Home isn’t a place. But you can still find your way there. This is the second of two strips based on the poem Prayer to the Sands (included as a bonus in the transcript below) which I wrote with my wife in mind, just before I asked her to marry me.  The first is called Hope, and both of them were executed with utter aplomb by the talented Becky Hunt. I often push Becky and Izak quite hard on the art front and they always rise to the challenge – I’m privileged to work with such talented and tolerant artists.

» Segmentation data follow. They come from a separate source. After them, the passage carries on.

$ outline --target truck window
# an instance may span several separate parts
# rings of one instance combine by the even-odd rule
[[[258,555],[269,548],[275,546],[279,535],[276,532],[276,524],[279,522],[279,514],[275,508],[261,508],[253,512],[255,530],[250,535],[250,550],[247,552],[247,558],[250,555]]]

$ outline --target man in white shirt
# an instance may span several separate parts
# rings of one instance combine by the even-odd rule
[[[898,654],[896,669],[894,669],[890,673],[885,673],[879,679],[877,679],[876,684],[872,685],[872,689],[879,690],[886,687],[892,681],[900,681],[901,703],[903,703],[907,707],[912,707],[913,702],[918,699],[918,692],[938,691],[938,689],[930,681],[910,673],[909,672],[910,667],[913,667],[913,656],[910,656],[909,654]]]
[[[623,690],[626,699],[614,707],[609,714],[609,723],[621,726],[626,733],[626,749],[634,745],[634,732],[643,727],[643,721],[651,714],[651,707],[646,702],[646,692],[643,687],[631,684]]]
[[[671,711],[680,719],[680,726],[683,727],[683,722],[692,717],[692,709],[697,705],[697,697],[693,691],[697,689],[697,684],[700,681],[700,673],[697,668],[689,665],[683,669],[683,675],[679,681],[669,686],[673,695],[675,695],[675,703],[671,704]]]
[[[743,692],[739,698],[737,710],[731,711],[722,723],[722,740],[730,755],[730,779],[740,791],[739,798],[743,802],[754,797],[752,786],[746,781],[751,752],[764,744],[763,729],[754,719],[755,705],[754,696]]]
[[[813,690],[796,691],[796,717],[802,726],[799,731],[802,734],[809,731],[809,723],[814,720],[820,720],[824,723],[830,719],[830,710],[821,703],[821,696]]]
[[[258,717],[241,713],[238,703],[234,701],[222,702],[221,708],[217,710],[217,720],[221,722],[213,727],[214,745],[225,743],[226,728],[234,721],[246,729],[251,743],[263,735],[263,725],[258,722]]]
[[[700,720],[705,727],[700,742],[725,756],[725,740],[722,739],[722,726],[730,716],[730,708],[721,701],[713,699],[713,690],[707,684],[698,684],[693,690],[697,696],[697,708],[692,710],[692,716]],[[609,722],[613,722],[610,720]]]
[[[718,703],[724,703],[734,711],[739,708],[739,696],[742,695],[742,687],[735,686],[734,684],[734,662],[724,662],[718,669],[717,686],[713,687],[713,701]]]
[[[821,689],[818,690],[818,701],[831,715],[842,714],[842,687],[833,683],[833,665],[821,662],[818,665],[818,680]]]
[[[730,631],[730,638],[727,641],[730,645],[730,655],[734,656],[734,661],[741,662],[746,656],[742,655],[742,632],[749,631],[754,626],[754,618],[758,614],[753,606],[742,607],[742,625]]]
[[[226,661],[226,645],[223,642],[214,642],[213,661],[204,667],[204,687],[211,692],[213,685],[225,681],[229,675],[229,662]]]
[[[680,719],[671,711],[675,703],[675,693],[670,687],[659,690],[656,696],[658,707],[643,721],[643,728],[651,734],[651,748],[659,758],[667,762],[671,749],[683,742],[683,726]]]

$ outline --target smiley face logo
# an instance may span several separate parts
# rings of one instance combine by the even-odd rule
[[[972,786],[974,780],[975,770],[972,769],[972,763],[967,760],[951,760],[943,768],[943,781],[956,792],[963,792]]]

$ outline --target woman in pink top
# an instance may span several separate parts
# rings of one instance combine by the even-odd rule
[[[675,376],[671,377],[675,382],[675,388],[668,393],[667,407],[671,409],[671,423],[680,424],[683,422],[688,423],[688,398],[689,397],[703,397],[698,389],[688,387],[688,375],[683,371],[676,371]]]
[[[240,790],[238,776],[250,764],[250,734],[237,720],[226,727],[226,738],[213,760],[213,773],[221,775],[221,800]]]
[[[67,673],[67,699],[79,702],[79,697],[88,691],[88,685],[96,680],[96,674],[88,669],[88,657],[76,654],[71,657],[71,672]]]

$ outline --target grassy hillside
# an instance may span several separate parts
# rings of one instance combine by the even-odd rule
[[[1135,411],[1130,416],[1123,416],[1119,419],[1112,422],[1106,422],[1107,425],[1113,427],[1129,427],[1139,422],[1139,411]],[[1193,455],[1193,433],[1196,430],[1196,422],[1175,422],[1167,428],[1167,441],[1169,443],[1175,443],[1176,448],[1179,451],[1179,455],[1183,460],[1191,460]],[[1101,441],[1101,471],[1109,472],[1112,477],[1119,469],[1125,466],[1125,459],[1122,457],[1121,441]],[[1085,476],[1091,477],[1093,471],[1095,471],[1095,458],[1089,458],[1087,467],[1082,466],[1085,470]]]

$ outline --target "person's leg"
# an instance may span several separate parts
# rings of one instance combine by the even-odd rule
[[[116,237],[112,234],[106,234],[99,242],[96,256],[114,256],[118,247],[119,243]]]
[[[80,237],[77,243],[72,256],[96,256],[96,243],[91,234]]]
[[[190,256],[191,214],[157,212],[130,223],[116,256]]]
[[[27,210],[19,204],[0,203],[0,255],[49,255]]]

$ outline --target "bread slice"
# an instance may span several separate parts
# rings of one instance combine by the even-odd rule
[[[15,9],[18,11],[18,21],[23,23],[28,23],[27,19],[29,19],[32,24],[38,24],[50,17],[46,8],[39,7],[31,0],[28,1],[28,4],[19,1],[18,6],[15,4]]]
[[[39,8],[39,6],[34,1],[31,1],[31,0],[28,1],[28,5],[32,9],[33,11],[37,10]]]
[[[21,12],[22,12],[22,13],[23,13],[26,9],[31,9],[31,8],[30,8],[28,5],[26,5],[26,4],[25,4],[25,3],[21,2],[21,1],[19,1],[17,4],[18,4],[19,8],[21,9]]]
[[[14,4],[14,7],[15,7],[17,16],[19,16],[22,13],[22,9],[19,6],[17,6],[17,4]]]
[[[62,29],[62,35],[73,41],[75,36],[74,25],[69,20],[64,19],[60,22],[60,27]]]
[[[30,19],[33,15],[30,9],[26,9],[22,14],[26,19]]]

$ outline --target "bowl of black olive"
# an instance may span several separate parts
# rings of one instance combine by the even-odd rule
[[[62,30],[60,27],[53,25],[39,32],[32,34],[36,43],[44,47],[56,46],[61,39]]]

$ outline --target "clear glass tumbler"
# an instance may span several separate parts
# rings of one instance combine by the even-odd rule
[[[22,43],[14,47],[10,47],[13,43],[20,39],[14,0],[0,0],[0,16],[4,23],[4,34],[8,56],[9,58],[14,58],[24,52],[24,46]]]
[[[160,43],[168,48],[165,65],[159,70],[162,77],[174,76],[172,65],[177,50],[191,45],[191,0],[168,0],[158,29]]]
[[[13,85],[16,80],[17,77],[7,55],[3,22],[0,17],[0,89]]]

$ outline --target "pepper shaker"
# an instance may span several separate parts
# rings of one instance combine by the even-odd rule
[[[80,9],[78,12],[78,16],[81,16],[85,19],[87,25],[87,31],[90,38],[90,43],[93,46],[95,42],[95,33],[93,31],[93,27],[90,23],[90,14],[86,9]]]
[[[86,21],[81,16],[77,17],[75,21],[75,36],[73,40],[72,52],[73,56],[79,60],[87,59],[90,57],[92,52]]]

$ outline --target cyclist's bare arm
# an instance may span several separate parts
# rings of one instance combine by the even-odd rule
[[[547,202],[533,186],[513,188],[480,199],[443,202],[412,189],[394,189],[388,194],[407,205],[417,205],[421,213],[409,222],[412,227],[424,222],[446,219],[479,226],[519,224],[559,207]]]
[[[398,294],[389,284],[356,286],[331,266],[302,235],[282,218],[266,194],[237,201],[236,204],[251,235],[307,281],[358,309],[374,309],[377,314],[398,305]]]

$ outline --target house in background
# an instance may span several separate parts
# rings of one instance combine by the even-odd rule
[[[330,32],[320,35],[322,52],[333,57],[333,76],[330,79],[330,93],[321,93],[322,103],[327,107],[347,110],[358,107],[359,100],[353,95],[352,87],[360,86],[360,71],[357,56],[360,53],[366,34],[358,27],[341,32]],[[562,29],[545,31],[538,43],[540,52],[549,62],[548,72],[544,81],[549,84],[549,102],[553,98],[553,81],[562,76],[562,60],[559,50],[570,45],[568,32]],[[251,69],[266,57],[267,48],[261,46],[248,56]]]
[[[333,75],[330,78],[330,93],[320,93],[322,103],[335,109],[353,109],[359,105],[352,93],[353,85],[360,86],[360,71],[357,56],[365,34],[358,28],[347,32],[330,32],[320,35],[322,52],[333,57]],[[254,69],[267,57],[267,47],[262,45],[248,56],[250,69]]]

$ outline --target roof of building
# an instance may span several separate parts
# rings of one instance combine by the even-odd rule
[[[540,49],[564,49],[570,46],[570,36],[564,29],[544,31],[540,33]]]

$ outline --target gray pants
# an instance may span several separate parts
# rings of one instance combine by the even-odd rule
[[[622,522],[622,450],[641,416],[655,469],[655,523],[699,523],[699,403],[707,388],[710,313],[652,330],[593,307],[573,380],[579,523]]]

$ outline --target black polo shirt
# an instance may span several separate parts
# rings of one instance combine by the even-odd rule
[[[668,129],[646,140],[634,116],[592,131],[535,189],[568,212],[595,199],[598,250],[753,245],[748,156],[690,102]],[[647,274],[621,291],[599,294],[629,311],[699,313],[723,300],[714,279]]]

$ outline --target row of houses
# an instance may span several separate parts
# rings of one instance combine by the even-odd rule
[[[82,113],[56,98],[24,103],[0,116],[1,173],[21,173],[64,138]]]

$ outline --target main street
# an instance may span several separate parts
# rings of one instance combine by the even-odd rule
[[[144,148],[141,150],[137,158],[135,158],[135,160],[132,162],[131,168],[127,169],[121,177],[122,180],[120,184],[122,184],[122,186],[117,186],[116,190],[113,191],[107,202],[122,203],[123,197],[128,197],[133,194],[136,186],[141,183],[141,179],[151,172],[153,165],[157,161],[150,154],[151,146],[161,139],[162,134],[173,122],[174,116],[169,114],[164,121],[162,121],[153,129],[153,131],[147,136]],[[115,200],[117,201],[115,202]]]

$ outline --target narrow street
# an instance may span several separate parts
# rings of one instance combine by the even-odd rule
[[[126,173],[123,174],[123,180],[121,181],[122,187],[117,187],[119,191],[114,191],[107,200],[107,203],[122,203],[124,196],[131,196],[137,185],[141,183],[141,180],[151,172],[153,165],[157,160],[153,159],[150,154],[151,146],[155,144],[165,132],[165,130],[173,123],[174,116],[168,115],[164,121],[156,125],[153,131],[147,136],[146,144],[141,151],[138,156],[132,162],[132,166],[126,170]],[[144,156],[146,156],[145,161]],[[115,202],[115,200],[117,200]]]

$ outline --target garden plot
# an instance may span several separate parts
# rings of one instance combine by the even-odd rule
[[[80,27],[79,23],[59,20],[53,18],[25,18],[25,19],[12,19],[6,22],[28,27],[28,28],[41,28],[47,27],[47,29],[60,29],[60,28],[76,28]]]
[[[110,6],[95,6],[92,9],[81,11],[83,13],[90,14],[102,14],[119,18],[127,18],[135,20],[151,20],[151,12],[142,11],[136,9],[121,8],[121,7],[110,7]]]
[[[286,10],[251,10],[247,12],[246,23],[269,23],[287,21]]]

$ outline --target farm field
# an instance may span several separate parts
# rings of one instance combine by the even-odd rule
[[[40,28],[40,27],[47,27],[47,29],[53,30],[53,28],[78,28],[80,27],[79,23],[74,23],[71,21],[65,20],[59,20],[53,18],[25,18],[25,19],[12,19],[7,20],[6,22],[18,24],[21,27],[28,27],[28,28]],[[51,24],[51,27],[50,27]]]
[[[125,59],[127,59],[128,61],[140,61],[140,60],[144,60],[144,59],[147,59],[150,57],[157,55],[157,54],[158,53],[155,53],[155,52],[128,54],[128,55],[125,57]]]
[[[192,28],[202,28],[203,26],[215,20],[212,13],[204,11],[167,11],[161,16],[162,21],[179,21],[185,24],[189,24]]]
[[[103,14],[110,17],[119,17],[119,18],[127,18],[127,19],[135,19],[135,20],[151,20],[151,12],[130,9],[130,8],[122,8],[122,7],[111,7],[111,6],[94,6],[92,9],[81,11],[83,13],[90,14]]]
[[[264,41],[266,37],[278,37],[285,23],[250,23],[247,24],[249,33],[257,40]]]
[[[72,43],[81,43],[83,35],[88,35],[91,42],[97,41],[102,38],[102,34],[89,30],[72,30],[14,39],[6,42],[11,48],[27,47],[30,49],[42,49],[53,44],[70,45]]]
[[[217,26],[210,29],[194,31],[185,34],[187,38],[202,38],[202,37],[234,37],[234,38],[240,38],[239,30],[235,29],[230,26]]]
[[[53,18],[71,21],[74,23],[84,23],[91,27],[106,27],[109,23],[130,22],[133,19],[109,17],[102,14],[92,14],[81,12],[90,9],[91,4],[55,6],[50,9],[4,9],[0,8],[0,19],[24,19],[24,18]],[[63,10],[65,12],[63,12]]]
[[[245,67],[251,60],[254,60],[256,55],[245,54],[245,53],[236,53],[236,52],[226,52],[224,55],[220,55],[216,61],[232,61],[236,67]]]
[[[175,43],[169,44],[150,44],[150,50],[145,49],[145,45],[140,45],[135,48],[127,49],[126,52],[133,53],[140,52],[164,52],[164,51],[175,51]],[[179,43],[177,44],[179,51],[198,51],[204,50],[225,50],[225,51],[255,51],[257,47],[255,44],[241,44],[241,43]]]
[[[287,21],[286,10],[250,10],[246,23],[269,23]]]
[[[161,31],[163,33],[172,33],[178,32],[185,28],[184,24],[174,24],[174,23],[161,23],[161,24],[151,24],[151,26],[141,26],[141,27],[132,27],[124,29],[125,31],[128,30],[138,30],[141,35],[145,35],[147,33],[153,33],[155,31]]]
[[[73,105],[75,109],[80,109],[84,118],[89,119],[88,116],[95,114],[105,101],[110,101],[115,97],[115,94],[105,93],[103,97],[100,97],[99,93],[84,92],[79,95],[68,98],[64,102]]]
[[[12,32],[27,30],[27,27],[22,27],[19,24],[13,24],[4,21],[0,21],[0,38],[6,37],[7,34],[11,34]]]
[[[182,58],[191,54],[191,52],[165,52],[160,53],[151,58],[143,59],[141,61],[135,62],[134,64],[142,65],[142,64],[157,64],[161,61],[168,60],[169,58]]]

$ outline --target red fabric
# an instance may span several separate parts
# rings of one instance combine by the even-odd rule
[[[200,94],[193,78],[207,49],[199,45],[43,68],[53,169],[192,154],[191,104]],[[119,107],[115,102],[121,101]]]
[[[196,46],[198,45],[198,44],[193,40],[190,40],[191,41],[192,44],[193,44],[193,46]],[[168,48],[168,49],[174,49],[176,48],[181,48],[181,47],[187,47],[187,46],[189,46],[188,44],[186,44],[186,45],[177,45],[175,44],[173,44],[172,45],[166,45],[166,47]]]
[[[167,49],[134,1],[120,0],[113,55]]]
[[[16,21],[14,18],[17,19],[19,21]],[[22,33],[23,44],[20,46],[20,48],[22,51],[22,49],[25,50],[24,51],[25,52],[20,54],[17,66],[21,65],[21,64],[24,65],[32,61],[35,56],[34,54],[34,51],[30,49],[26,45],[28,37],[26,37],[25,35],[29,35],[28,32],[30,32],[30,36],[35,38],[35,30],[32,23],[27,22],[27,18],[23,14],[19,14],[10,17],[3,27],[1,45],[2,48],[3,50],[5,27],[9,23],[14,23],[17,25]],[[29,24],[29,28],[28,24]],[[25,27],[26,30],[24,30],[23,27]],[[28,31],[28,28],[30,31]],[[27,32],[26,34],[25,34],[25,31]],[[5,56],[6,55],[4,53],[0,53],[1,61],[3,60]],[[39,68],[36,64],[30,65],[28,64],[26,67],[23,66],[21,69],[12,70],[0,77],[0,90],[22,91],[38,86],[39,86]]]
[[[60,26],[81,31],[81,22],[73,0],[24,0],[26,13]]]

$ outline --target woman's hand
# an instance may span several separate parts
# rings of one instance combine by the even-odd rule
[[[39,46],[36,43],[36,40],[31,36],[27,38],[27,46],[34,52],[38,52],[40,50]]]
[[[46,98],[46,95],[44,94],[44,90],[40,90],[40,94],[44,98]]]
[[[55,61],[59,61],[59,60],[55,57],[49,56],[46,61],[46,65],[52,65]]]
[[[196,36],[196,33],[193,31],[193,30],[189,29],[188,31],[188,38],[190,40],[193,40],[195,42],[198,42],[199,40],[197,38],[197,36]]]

And my wife’s pretty cool too, y’know, I guess

↓ Transcript
Rain lashes across and lightning forks down. The kitten gazes wide eyed out at the storm. The robot forms a canopy over the kitten’s head with its hands and smiles wide as the storm drums on its weathered metal.

Prayer to the Sands

In the waste of the world the still one hulked,
Dun hued and pitted with rust.
A grey gaze sifted the sun stained rock,
slid over the grizzled scrub.
A prayer to the sands keened slow from its mind,
the sigh of a dying thing.
Let the light fall now from my too charred frame,
come cover me now with your warmth.
May the din and the scorch of the earth
fade away, as my iron returns to the dust.
Who can say if the soft sands heard,
if the wind was mindful at all?
But as the world wound to the cusp of dusk,
the still one lifted its head -
a mewling escaped from the age dead weeds,
a cry from the shade locked stone.
And in the last shafts of a dirt drab day
a shape coalesced from the dark.
Crusted fur and wide round eyes
deep with doubt and need.
For just a moment neither moved,
as hues slid off to drown…
Then padding fear-bold through the dim
the creature shifted close,
nosed tentatively at the bulk
and slipped inside a gap.
The still one sensed the life warm form
curled soft inside its plate,
and prayed once more to the sliding sands
to rule over its fate.
Let the light rise gold on our flesh and steel,
be kind to us now on our way.
May the din and the scorch of the earth
fade away, as we take our first steps toward home.